Trabalhadores vão “aumentar reivindicação” à ANTRAM, se os patrões não apresentarem contraproposta
Segundo apurou o Observador, o SIMM e o SNMMP alinharam as posições durante a reunião deste sábado para que os representantes de cada sindicato não se contradigam em público. Foi nesse âmbito que as duas associações sindicais acordaram que, a partir da meia-noite de dia 12, segunda-feira, vão voltar a dar 48 horas à ANTRAM para que os patrões apresentem uma contraproposta. Se no final desse período, tal não acontecer, os sindicatos aumentam as reivindicações. E vão fazê-lo em conjunto, numa única proposta.
Durante o plenário, os trabalhadores foram tomando a palavra, colocando questões e pronunciando-se sobre a greve e sobre o aumento das reivindicações. Houve vários momentos de votação — a decisão de não desistir da greve terá sido unânime. Cá em baixo, à espera, os jornalistas chegaram a ouvir os gritos abafados – “Nem um passo atrás! Nem um passo atrás!”. Poucos minutos depois o plenário acabava.
“Pardal! Não deixes que te cortem as asas!”
Pouco mais de duas horas depois do início do plenário, foi Jorge Cordeiro, presidente do SIMM, que anunciou: “A greve é para avançar, por tempo indeterminado”. Os motoristas exigem um salário base “nada abaixo dos tais 900 euros prometidos pela ANTRAM desde o início das negociações”, acrescentou o presidente do SNMMP, Francisco São Bento. E querem o fim da cláusula 61, relativa à isenção de horário e que garante que os trabalhadores deslocados recebam sempre o pagamento de duas horas extraordinárias (mas não mais do que isso, quando são feitas mais horas) e pedem que as ajudas de custo deixem de ser pagas por quilómetro.
No momento decisivo em que os motoristas deram luz verde à greve, Pardal Henriques fez uma pequena marcha-atrás e deixou o protagonismo para os presidentes de ambos os sindicatos que convocaram o protesto. Aliás, tiveram de ser os jornalistas a procurá-lo, por entre a multidão, para que prestasse alguns esclarecimentos.

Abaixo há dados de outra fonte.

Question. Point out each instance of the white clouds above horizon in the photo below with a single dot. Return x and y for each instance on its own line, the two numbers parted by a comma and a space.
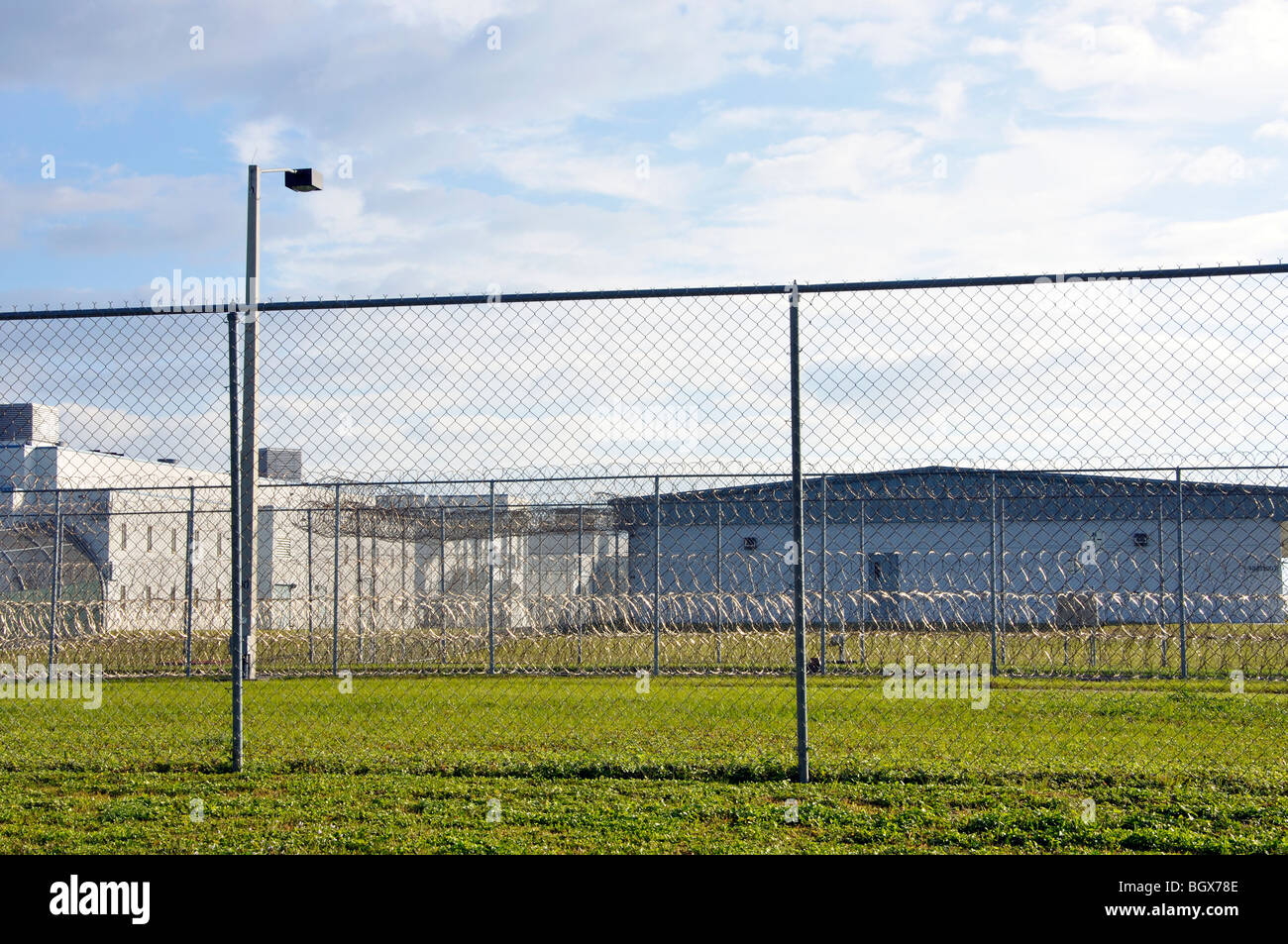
642, 146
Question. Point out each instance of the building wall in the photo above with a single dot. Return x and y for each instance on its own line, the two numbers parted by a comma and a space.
1233, 571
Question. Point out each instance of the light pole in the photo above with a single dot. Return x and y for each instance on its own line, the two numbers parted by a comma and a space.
300, 180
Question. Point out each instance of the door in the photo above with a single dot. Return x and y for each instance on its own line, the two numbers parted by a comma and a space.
884, 586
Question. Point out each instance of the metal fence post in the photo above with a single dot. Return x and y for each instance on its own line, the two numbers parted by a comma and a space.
798, 540
719, 582
1180, 575
335, 588
54, 582
1001, 579
490, 578
863, 583
187, 581
580, 532
822, 577
235, 640
357, 600
442, 577
657, 575
308, 544
992, 575
1162, 584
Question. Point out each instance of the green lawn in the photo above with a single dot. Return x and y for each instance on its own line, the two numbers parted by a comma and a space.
697, 763
400, 813
1212, 649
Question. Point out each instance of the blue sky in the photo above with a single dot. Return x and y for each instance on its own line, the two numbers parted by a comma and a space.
812, 141
568, 146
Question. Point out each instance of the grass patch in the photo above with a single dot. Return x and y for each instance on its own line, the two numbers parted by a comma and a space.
60, 811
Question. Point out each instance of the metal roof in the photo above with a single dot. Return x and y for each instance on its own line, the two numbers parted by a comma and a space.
947, 493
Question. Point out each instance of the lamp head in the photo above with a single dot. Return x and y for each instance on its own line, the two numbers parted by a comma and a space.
304, 179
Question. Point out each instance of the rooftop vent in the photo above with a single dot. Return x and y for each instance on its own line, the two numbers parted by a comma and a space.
29, 423
283, 465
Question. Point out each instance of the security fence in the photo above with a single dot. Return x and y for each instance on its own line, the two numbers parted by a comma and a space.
1020, 523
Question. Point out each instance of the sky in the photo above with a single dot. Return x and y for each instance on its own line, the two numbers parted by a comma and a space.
592, 146
493, 146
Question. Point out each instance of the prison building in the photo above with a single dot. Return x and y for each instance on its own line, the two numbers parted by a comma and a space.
387, 561
954, 548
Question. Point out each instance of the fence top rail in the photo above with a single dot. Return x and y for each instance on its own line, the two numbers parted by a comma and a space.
774, 478
627, 294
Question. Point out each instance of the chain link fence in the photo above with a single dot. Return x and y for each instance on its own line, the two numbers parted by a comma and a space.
1039, 523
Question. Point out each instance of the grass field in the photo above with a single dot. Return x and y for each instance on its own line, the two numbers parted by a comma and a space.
697, 763
1212, 649
402, 813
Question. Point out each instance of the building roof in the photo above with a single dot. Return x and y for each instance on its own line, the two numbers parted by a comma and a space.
947, 493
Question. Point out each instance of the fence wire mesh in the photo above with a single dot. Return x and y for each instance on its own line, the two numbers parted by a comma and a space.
1043, 528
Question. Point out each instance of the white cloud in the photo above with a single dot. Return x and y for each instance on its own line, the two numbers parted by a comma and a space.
1276, 129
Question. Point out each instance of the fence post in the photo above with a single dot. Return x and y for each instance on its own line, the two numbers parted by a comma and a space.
992, 575
490, 578
442, 576
308, 550
54, 582
863, 583
657, 574
719, 582
822, 577
580, 532
1162, 583
335, 588
235, 640
1180, 575
1001, 579
187, 581
357, 600
798, 539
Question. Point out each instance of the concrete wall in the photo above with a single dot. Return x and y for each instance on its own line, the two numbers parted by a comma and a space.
1233, 571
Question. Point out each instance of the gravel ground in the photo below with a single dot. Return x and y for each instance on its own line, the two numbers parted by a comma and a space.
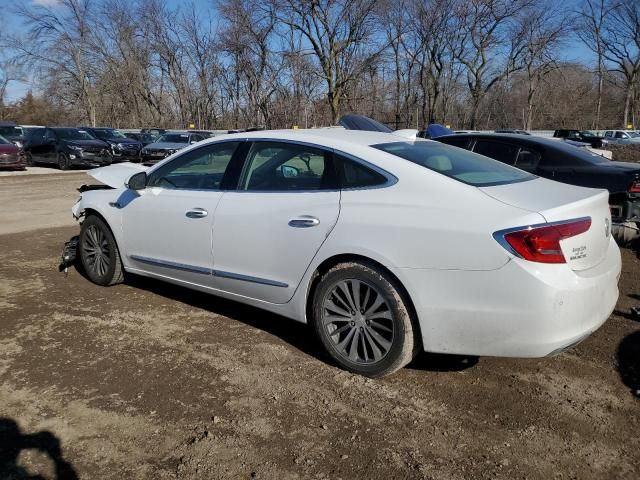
147, 380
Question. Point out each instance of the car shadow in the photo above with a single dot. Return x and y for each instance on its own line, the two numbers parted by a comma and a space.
297, 334
627, 315
440, 362
628, 357
13, 442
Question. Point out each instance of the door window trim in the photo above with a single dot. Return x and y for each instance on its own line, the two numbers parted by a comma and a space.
391, 179
223, 182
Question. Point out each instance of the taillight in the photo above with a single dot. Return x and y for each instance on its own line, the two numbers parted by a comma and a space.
541, 243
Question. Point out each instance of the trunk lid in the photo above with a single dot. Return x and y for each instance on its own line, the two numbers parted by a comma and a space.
559, 202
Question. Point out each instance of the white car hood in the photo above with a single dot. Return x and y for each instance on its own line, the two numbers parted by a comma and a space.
116, 175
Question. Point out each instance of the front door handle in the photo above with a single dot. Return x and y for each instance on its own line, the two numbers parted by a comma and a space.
196, 213
304, 221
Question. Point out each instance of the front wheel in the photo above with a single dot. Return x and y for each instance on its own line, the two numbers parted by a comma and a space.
99, 253
63, 161
360, 317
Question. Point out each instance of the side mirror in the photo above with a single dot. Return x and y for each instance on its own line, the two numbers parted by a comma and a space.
289, 171
137, 181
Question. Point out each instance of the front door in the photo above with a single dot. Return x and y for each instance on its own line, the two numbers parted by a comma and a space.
266, 232
167, 226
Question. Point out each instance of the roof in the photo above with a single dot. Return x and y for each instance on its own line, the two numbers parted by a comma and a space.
330, 137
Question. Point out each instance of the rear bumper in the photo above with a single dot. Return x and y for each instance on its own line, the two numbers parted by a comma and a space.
523, 309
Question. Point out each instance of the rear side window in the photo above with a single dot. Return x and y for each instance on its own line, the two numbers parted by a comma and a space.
456, 163
503, 152
463, 142
356, 175
528, 159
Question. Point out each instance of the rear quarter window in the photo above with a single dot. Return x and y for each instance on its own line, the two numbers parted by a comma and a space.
456, 163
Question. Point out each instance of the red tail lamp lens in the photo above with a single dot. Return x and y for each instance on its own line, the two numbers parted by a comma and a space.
542, 244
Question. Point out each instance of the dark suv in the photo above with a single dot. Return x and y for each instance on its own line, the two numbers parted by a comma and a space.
581, 136
65, 147
122, 148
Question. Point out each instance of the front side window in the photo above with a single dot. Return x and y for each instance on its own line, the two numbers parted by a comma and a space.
456, 163
356, 175
503, 152
199, 169
277, 166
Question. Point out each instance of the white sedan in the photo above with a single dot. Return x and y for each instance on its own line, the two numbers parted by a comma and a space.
386, 246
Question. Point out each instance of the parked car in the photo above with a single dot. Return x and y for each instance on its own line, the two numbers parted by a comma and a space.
154, 131
513, 130
622, 136
122, 148
168, 144
582, 136
65, 147
12, 132
203, 133
144, 138
10, 155
386, 246
567, 164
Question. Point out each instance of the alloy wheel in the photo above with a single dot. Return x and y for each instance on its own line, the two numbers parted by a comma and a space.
96, 251
358, 321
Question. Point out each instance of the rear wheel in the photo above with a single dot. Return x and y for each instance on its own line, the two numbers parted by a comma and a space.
362, 321
99, 253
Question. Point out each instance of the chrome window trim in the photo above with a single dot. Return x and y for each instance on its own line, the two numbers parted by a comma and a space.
391, 179
500, 234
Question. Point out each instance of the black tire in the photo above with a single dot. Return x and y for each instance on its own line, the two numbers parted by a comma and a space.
28, 158
103, 268
400, 331
63, 161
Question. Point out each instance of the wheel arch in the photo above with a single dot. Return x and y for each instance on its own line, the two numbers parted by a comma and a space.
334, 260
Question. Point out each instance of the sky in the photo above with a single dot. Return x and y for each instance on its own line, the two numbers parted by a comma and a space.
10, 22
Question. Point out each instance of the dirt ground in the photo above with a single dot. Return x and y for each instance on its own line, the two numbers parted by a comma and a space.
145, 380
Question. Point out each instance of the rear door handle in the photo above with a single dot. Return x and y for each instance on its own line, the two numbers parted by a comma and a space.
304, 221
196, 213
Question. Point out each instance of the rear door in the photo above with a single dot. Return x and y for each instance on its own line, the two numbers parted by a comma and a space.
167, 226
266, 232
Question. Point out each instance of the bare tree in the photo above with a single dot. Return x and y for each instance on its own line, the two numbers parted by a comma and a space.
590, 28
544, 26
621, 41
341, 35
490, 48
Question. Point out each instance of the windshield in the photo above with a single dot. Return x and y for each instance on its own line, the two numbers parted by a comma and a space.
173, 138
72, 134
108, 133
456, 163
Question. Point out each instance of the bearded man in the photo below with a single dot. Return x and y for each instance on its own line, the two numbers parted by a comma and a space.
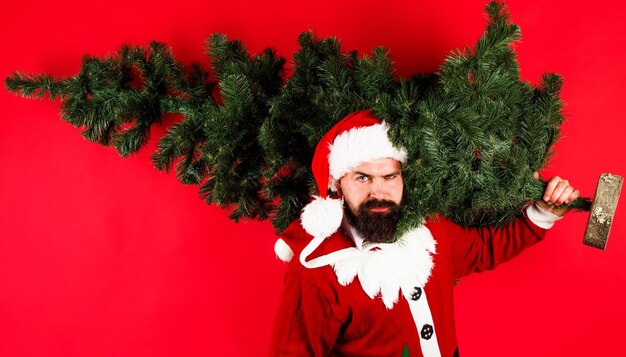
355, 288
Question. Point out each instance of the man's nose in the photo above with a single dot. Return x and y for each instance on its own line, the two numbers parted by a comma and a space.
378, 190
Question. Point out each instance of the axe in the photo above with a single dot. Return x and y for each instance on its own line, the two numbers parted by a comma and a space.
602, 210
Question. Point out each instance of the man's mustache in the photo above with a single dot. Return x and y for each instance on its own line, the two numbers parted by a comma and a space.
374, 203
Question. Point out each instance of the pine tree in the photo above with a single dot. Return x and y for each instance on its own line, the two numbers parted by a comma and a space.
474, 131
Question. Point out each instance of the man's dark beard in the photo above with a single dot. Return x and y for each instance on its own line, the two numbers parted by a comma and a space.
374, 227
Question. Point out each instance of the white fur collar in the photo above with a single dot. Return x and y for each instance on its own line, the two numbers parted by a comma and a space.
386, 269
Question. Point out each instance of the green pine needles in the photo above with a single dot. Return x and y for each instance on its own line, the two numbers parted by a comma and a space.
475, 132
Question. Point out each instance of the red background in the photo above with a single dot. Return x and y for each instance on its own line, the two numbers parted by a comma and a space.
104, 256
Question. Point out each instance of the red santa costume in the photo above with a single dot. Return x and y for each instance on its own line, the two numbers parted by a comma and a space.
346, 297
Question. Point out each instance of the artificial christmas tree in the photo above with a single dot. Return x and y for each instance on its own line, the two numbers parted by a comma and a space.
474, 132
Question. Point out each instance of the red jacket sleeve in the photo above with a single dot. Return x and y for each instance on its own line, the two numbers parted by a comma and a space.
307, 323
482, 248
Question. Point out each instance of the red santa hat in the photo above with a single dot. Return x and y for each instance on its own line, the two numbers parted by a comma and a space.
356, 139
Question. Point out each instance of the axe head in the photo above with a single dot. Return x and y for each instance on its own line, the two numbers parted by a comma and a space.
603, 210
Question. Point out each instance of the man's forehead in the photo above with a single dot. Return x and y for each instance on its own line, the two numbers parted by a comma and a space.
384, 166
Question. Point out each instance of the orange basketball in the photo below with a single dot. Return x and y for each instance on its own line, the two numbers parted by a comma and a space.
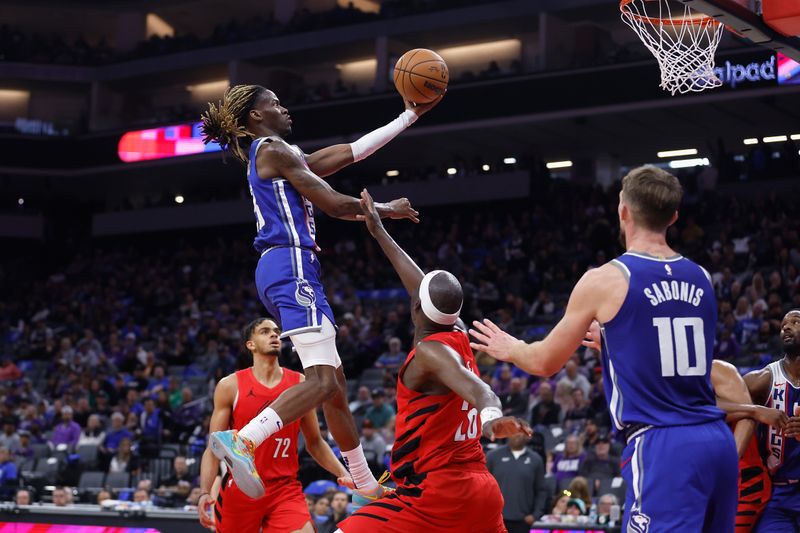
421, 75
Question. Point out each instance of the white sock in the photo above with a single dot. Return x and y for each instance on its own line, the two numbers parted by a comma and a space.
356, 464
261, 427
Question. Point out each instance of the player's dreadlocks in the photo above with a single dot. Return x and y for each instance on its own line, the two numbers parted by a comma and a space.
226, 122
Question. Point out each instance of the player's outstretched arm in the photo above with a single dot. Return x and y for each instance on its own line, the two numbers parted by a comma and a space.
410, 274
328, 160
224, 394
546, 357
278, 159
441, 364
318, 447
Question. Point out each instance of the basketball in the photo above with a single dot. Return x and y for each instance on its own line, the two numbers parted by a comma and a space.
421, 75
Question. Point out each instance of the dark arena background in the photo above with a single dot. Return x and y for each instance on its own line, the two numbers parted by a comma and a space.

De propósito ou não, ao mesmo tempo que falava Francisco São Bento no final do plenário, o ministro da Administração Interna, Eduardo Cabrita, também prestava declarações à imprensa, no final de uma reunião na Proteção Civil. Eduardo Cabrita apelou aos cidadãos para que façam “uma gestão criteriosa das suas necessidades de utilização de combustível”, reservando-o apenas para as “deslocações absolutamente indispensáveis”. “Não há um problema de falta de combustível. A greve coloca-nos um problema de distribuição de combustíveis e, portanto, a primeira resposta é: o estrito cumprimento dos serviços mínimos”, disse.
Já depois foi Pedro Pardal Henriques a referir aos jornalistas que os motoristas “têm todo o direito em não aceitar trabalhar 14, 15, 16, 18 horas por dia em troco de 630 euros e o restante ser pago da forma gritante que é paga, o que faz com que haja uma fuga ao fisco tremenda”.
“Desde o início dissemos que os serviços mínimos iam ser cumpridos”, garantiu. Mas alertou: “A lei geral diz que as associações patronais devem enviar para os sindicatos com 48 horas de antecedência as escalas de um dia normal de trabalho. As 48 horas já passaram e a ANTRAM não nos enviou aquilo que é uma escala normal de trabalho”. “Aquilo que a ANTRAM está a fazer é não deixar que nós nos possamos escalar.”
E enquanto falava, um motorista atirou “Pardal! Não deixes que te cortem as asas!”. Foi o outro grito que saiu do plenário dos motoristas que se preparam para a greve.